Scientific classification
- Kingdom: Plantae
- Clade: Tracheophytes
- Clade: Angiosperms
- Clade: Eudicots
- Clade: Asterids
- Order: Gentianales
- Family: Apocynaceae
- Genus: Camptocarpus
- Species: C. acuminatus
- Binomial name: Camptocarpus acuminatus (Choux) Venter
- Synonyms: Tanulepis acuminata Choux;

= Camptocarpus acuminatus =

- Genus: Camptocarpus
- Species: acuminatus
- Authority: (Choux) Venter
- Conservation status: VU

Species of flowering plant

Camptocarpus acuminatus is a species of plant in the Apocynaceae family. It is endemic to
the Madagascar.

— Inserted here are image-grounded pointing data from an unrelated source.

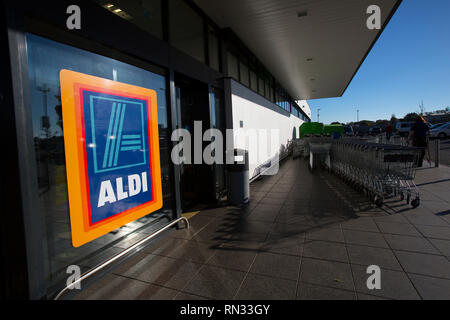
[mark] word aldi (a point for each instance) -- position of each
(112, 154)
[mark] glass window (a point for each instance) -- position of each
(253, 81)
(261, 86)
(243, 69)
(233, 69)
(146, 14)
(186, 29)
(213, 49)
(46, 58)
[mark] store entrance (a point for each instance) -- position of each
(196, 180)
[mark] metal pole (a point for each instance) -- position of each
(121, 254)
(437, 155)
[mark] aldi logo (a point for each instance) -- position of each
(112, 153)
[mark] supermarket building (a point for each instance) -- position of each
(229, 64)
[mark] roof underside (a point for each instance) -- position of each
(333, 34)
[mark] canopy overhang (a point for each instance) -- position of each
(313, 47)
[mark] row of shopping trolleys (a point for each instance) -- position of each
(382, 171)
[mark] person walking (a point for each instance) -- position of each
(388, 132)
(418, 135)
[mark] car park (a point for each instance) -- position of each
(441, 132)
(403, 128)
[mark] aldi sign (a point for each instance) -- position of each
(112, 153)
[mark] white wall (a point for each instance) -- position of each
(258, 113)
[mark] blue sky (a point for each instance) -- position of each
(409, 63)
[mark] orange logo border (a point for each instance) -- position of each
(75, 150)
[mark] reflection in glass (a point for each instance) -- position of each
(213, 43)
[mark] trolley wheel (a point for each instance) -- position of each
(415, 203)
(378, 201)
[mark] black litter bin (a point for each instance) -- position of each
(238, 178)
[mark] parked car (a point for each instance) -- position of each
(403, 128)
(348, 131)
(374, 131)
(441, 132)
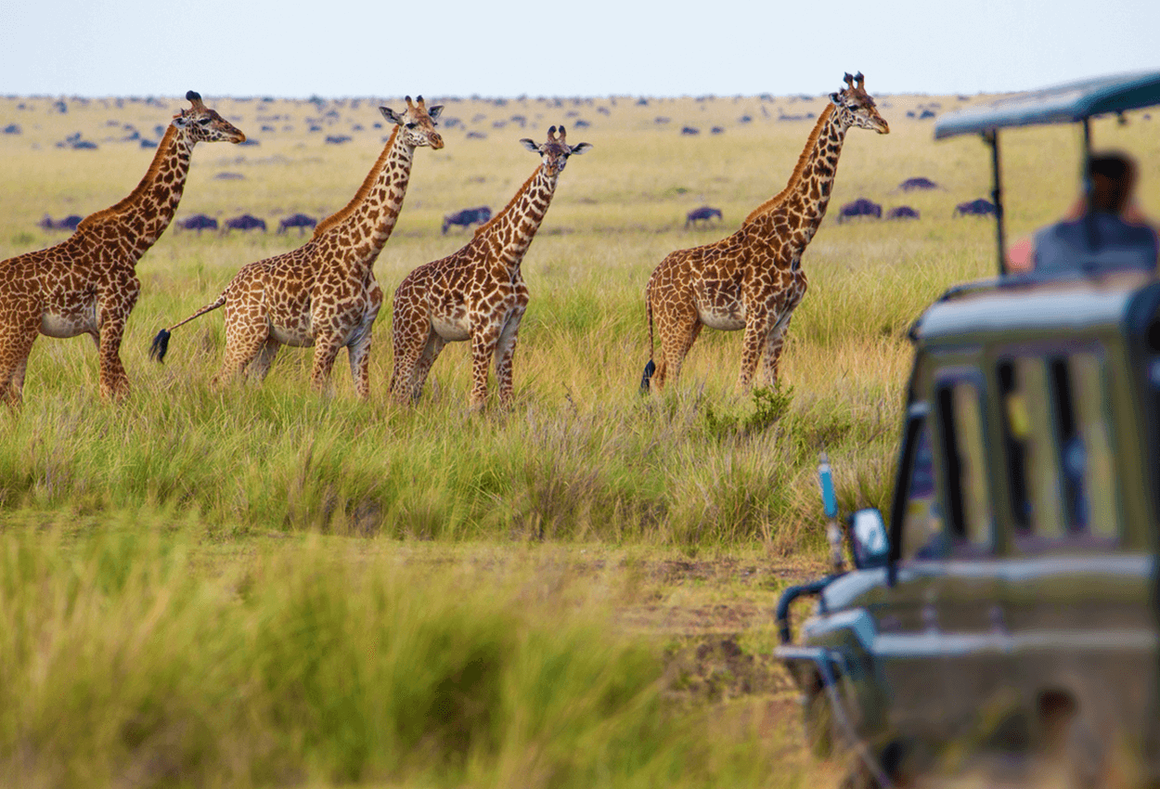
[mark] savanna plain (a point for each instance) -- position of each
(260, 585)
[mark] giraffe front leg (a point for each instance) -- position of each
(326, 350)
(505, 355)
(753, 344)
(435, 344)
(483, 349)
(113, 313)
(410, 333)
(260, 367)
(15, 345)
(359, 347)
(113, 376)
(774, 346)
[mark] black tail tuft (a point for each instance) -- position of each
(160, 345)
(650, 368)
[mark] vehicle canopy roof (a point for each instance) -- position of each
(1017, 309)
(1065, 103)
(1075, 102)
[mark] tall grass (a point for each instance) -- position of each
(123, 664)
(581, 456)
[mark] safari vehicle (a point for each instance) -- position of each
(1008, 608)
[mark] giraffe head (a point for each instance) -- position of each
(556, 151)
(855, 107)
(418, 123)
(202, 124)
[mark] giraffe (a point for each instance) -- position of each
(323, 294)
(753, 279)
(477, 294)
(87, 283)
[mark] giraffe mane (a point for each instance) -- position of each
(775, 201)
(481, 229)
(363, 190)
(133, 196)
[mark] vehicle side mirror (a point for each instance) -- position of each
(869, 540)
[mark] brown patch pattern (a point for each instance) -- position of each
(753, 279)
(324, 294)
(87, 283)
(477, 294)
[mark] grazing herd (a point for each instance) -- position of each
(324, 294)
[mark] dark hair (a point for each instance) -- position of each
(1110, 181)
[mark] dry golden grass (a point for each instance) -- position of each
(710, 489)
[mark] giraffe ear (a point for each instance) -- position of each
(391, 115)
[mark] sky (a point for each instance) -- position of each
(579, 48)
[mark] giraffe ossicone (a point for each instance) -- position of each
(477, 294)
(753, 280)
(87, 284)
(323, 294)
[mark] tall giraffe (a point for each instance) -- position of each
(753, 279)
(323, 294)
(87, 284)
(478, 292)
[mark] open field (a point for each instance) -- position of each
(662, 528)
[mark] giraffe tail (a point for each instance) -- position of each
(161, 341)
(651, 367)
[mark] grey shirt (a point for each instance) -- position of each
(1095, 241)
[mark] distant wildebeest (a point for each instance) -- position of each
(860, 208)
(918, 183)
(903, 212)
(466, 217)
(246, 222)
(69, 223)
(703, 214)
(197, 222)
(976, 208)
(299, 221)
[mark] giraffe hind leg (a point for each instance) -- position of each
(676, 339)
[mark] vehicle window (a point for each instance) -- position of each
(923, 535)
(968, 492)
(1092, 460)
(1059, 454)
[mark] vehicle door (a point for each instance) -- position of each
(937, 648)
(1079, 602)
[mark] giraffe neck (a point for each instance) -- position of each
(367, 222)
(140, 218)
(509, 232)
(799, 208)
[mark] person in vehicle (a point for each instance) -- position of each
(1102, 231)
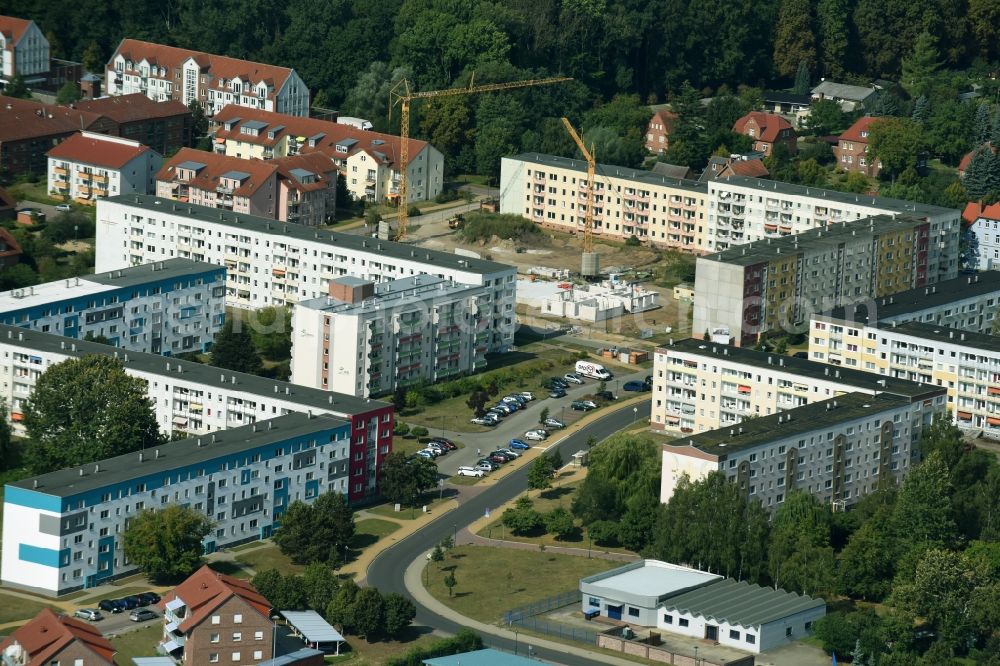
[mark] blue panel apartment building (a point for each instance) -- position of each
(63, 531)
(167, 307)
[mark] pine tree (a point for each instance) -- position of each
(802, 79)
(984, 124)
(922, 109)
(977, 176)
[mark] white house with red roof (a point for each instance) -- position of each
(851, 150)
(24, 51)
(88, 166)
(56, 639)
(167, 72)
(368, 161)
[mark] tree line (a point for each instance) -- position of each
(927, 548)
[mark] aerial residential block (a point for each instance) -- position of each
(170, 307)
(196, 399)
(63, 530)
(966, 363)
(775, 284)
(368, 339)
(301, 189)
(271, 263)
(700, 605)
(701, 385)
(88, 166)
(166, 72)
(369, 162)
(552, 192)
(836, 449)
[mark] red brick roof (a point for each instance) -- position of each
(132, 108)
(22, 119)
(13, 27)
(90, 149)
(853, 133)
(295, 126)
(975, 210)
(48, 634)
(215, 167)
(220, 67)
(206, 589)
(771, 124)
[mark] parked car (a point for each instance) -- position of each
(150, 597)
(91, 614)
(142, 614)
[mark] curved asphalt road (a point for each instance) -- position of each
(386, 571)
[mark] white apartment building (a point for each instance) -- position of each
(700, 385)
(368, 339)
(271, 263)
(967, 364)
(170, 307)
(166, 72)
(196, 399)
(836, 449)
(552, 192)
(24, 51)
(742, 210)
(88, 166)
(63, 531)
(369, 162)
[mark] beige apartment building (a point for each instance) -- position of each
(552, 192)
(700, 385)
(966, 363)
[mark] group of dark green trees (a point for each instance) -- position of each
(928, 548)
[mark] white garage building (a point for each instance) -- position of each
(694, 603)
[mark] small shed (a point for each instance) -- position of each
(314, 630)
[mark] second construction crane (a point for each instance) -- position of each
(590, 263)
(402, 95)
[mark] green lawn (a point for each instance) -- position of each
(494, 580)
(268, 557)
(140, 643)
(13, 609)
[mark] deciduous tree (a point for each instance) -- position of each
(166, 543)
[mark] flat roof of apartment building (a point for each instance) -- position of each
(919, 299)
(833, 196)
(175, 455)
(927, 331)
(820, 415)
(135, 276)
(211, 377)
(350, 242)
(761, 251)
(801, 367)
(611, 171)
(414, 289)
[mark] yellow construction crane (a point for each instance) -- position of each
(590, 266)
(402, 95)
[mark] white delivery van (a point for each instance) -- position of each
(592, 370)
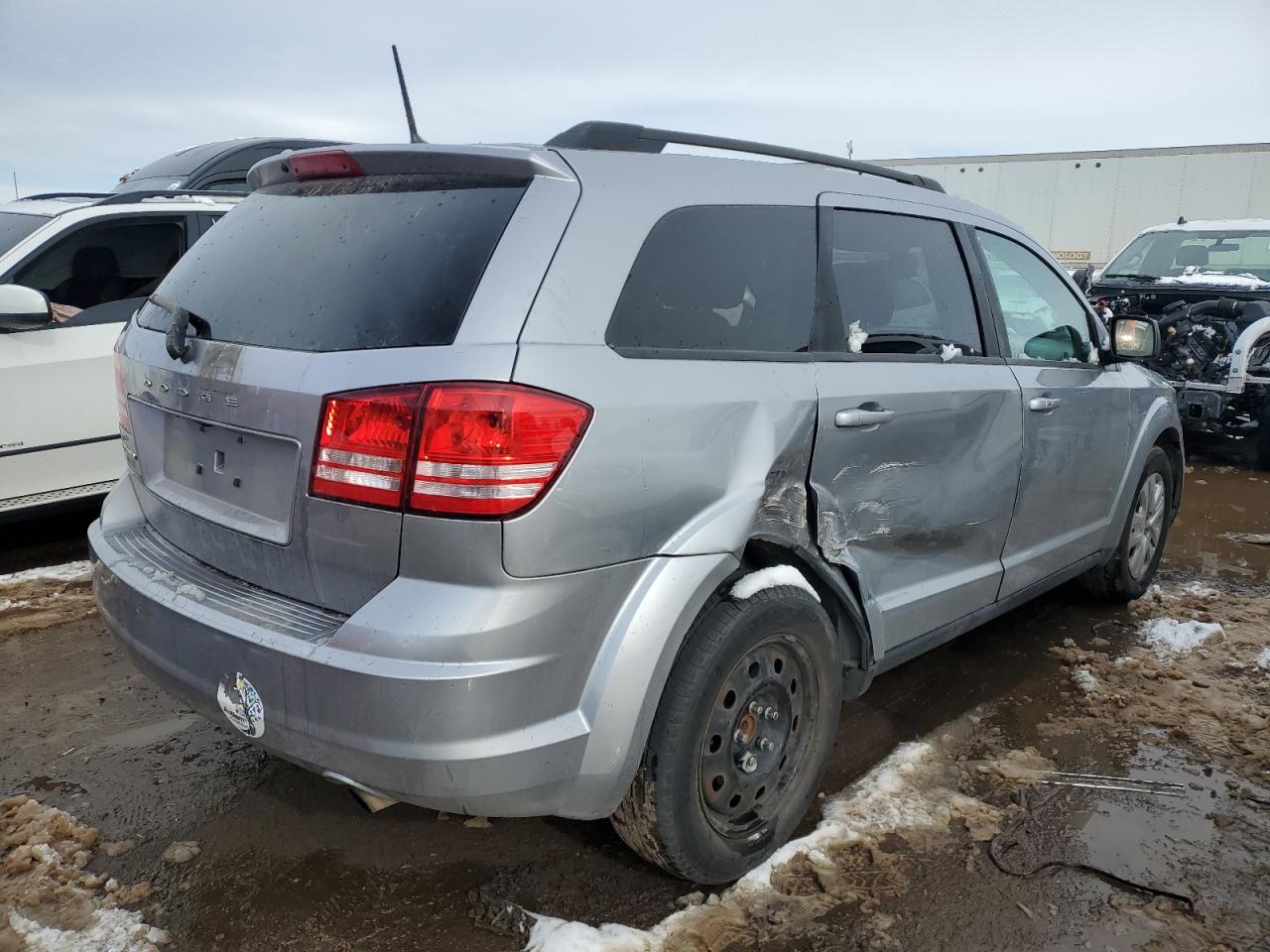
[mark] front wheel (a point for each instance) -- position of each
(1128, 574)
(740, 738)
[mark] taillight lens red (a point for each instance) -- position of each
(479, 449)
(334, 164)
(492, 449)
(363, 444)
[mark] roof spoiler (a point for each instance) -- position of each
(626, 137)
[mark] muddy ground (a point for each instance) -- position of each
(280, 860)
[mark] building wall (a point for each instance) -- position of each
(1086, 206)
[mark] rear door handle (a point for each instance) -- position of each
(861, 417)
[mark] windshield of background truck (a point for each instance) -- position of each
(1183, 254)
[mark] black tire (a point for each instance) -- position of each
(1115, 580)
(675, 815)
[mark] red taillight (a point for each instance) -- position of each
(484, 449)
(335, 164)
(363, 444)
(492, 449)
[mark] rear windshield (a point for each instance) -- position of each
(347, 264)
(14, 227)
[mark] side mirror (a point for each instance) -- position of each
(23, 308)
(1134, 338)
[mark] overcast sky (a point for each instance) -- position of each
(94, 89)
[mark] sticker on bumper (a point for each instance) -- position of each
(241, 705)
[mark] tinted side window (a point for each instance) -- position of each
(1043, 318)
(721, 278)
(901, 287)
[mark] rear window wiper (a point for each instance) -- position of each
(176, 340)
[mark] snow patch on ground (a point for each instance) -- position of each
(1199, 589)
(67, 571)
(49, 902)
(771, 578)
(912, 791)
(550, 934)
(113, 929)
(1084, 680)
(856, 336)
(1169, 636)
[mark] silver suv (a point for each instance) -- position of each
(585, 480)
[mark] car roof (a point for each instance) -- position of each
(1213, 225)
(56, 204)
(753, 179)
(186, 162)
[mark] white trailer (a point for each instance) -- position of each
(1086, 206)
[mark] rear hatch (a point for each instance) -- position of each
(391, 266)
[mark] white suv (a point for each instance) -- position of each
(94, 258)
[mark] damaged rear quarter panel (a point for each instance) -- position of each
(683, 457)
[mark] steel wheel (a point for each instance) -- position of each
(757, 733)
(1147, 525)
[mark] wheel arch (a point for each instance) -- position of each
(1170, 439)
(839, 594)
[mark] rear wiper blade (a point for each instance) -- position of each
(176, 340)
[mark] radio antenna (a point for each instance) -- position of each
(405, 99)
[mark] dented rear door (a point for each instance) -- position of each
(916, 462)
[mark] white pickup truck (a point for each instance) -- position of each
(94, 258)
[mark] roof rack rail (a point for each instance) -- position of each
(626, 137)
(173, 193)
(64, 194)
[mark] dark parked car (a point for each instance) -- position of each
(213, 167)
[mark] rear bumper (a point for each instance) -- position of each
(390, 701)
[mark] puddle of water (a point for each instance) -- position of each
(1219, 500)
(51, 784)
(148, 734)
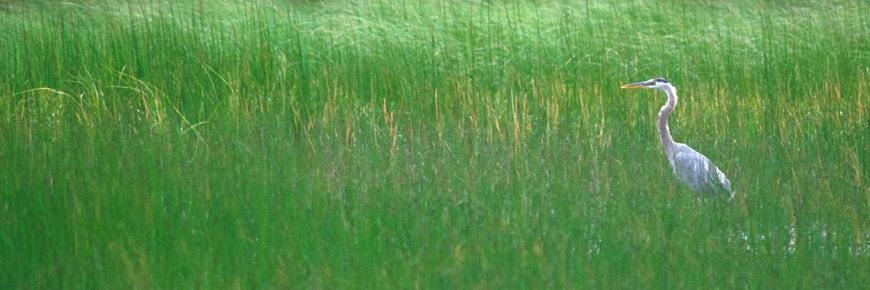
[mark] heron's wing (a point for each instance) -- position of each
(696, 171)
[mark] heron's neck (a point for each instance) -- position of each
(664, 132)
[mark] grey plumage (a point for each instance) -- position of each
(693, 169)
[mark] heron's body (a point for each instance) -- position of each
(693, 170)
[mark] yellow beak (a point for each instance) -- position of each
(645, 84)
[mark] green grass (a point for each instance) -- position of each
(430, 144)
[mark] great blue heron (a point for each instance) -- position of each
(693, 169)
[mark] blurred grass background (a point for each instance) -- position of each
(430, 144)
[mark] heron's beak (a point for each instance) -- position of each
(645, 84)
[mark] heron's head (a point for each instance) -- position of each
(656, 83)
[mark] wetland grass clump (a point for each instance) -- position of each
(445, 144)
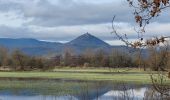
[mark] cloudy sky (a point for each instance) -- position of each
(64, 20)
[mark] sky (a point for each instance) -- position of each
(64, 20)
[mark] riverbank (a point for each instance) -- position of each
(88, 74)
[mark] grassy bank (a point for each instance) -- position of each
(92, 74)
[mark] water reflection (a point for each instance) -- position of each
(78, 91)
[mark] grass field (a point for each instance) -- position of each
(90, 74)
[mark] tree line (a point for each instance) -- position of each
(155, 60)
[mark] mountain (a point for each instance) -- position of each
(87, 41)
(30, 46)
(39, 48)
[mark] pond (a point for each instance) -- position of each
(71, 90)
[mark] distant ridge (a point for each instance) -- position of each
(35, 47)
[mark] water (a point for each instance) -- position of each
(59, 90)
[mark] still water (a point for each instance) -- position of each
(71, 90)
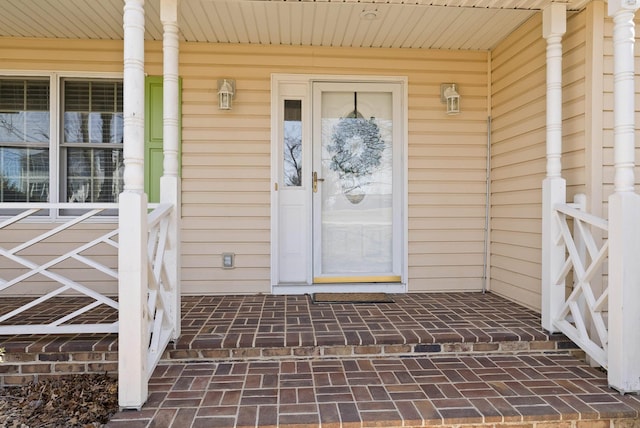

Pierre Choux, the botanist who first formally described the species, named it after the tapering (acuminatus in Latin) tips of its leaves, using the synonymous name Tanulepis acuminata.

==Description==
It is a woody climbing plant. The oval to disc-shaped leaves are 27–41 by 13–19 millimeters. Its leaves taper to a distinctive tip. Its petioles are 3–5 millimeters long. It has small flowers that are 2.4–2.5 millimeters long. Its 5 petals are fused at the base forming a tube. The flowers have a structure between the petals and the stamen called a corona. The base of the corona forms a ring that is fused with the base of the petals and the stamen. Its corona has 5 thread-like lobes that are radially aligned with the stamen. Its flowers have 5 stamen.

===Reproductive biology===
The pollen of Camptocarpus acuminatus is shed as permanent tetrads.

===Distribution and habitat===
It has been observed growing in humid forests at elevations of 600 to 1200 meters.